Robert Muirhead

Robert Muirhead, House Furnishing and General Ironmonger, 60, Renfield Street.—

    This business was established in 1881. The proprietor holds a large and varied stock of articles required for the warming, lighting, and general domestic arrangements of residential or business premises.

    Stoves and ranges are exhibited in every variety, from the plainest to the most costly description, and suitable for every purpose. In kitchen ranges there are Dow’s patent “Simplex,” “Unique”, and other convertible ranges, which combine all the advantages of both the close and open fire range. These can be fitted with high-pressure boilers and all the connections for the supply of hot water throughout the house. Of oil heating stoves Mr. Muirhead has a large array, more especially of the “Eclipse” and “Cheerful” patterns of Messrs. Wright and Butler’s patent. These are of all sizes, and being portable are suitable for many purposes and places for which a coal fire would be unavailable.

    The lamps exhibited in Mr.

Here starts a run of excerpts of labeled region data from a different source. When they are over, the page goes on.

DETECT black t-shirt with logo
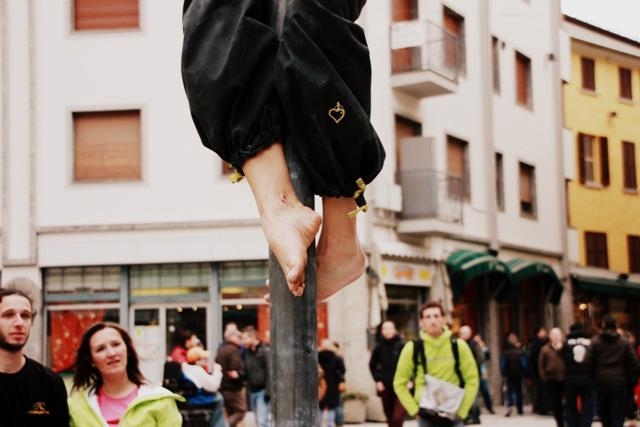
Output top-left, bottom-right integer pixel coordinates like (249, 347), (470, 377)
(0, 357), (69, 427)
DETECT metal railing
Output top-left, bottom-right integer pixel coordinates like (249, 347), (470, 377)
(391, 20), (460, 81)
(398, 169), (465, 223)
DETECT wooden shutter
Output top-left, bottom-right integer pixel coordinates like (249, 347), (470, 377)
(578, 133), (587, 184)
(618, 67), (633, 99)
(580, 58), (596, 91)
(516, 52), (531, 106)
(73, 110), (142, 182)
(622, 141), (638, 189)
(73, 0), (140, 31)
(600, 136), (610, 187)
(627, 236), (640, 273)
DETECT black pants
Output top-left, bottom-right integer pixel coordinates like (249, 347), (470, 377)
(182, 0), (385, 205)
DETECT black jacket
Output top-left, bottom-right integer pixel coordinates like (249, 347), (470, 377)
(562, 331), (593, 387)
(592, 330), (638, 386)
(369, 335), (404, 390)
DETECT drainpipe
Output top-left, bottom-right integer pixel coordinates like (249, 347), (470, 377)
(549, 2), (573, 331)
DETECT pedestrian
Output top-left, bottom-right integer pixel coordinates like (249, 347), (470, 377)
(500, 332), (528, 417)
(528, 327), (550, 415)
(69, 322), (184, 427)
(181, 346), (228, 427)
(393, 301), (479, 427)
(318, 338), (346, 427)
(216, 324), (247, 427)
(538, 328), (565, 427)
(591, 316), (638, 427)
(182, 0), (385, 301)
(562, 322), (595, 427)
(0, 288), (69, 427)
(458, 325), (484, 425)
(242, 325), (271, 427)
(369, 320), (406, 427)
(473, 334), (495, 414)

Muirhead’s warerooms permit of the greatest range of choice, both as to style, material, or description. For the “Beige” lamp, exhibited on his stand (No. 185) at the Burnbank Industrial Exhibition in 1887, he was awarded the silver medal.

    One of the most recent novelties introduced by the house is the “Ovifer,” a patented appliance for the safe carriage of eggs, which is especially worthy of notice. Each egg is held as it were by three fingers formed of small wire springs, and though readily extracted or replaced is gripped so tightly that the tray containing them may be turned upside down with impunity. The invention is now supplied in a variety of forms, for use on shipboard, in farms, and in the household.

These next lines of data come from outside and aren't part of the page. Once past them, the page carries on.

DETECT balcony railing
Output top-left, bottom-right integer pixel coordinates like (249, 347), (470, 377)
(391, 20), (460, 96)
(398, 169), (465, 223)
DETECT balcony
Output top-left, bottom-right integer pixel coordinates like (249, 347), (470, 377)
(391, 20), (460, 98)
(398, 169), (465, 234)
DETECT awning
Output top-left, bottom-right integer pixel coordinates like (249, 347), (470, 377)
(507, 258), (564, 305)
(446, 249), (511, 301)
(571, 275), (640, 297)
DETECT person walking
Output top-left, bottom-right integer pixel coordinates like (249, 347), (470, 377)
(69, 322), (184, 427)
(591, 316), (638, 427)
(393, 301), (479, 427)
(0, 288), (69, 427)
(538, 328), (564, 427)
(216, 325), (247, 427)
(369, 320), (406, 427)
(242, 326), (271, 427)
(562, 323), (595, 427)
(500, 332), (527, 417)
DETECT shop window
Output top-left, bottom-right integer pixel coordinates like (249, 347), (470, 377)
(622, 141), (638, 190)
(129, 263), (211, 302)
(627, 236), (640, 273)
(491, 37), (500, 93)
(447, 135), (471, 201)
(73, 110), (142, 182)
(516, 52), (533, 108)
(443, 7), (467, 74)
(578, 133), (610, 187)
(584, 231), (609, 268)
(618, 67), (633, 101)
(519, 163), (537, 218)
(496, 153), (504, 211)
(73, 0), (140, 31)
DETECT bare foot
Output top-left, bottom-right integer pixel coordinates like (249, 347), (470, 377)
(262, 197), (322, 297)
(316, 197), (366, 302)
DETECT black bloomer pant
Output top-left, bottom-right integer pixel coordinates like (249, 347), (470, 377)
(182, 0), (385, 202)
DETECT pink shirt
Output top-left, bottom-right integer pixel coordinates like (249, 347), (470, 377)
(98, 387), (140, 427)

    Another valuable invention introduced to Glasgow by Mr. Muirhead is the “Matchless” self-lighting gas burner. This, by always retaining a tiny flame of gas within a small metal or mica lantern, is instantly available for full light without the need of searching for or the risk involved by the use of the ordinary matches. It received the highest award at the Edinburgh International Exhibition of 1886, and has been greatly patronised by the members of the medical profession and others. With a stock which includes gas burners of every kind, artistic ironmongery of every description, Salopian decorative art pottery, deed boxes and Milner’s safes, gaseliers, lanterns, and lawn mowers, cutlery, nickel and electro silver goods, Mr. Muirhead may truly be looked upon in the light of a “Universal Provider”, and as such deserves prominent notice in any account of modern Glasgow.